Yellen has a second day of testimony before policy makers on Wednesday in Washington which will continue to be watched by markets.
The local currency dropped yesterday after the Reserve Bank of New Zealand's survey of expectations showed firms predicted a slower pace of inflation than previously anticipated, which ANZ's Tuck said prompted some traders to reassess New Zealand's interest rate track after central banks in Israel and Sweden recently cut rates.
"People are hyper-sensitive to Reserve Bank and are expecting them to follow the same path the same as everyone else who's tried to raise rates after the global financial crisis," he said.
Governor Graeme Wheeler today testified to policymakers in New Zealand on the bank's annual report, and refrained from commenting on the country's economic outlook due to next months' monetary policy statement.
Interest rates declined after Yellen's testimony yesterday, and New Zealand swap rates followed suit, with the two-year rate down to 3.55 at 5pm in Wellington from 3.58 yesterday, and the 10-year swap rate falling to 3.78 from 3.82.
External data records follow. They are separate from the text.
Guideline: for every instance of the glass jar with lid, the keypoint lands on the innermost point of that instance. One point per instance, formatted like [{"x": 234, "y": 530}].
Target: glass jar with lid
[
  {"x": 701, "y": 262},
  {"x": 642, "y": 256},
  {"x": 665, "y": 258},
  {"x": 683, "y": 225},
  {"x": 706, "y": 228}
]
Better than expected Chinese manufacturing also boosted the kiwi, with the HSBC preliminary purchasing managers' index rising to an expansionary 50.1. The kiwi gained to 4.7108 Chinese yuan at 5pm in Wellington from 4.6747 yuan yesterday. It fell to 95.53 Australian cents from 96.18 cents.
The local currency rose to 89.35 yen from 89 yen yesterday, and advanced to 66.31 euro cents from 65.95 cents. It gained to 48.63 British pence from 48.41 pence.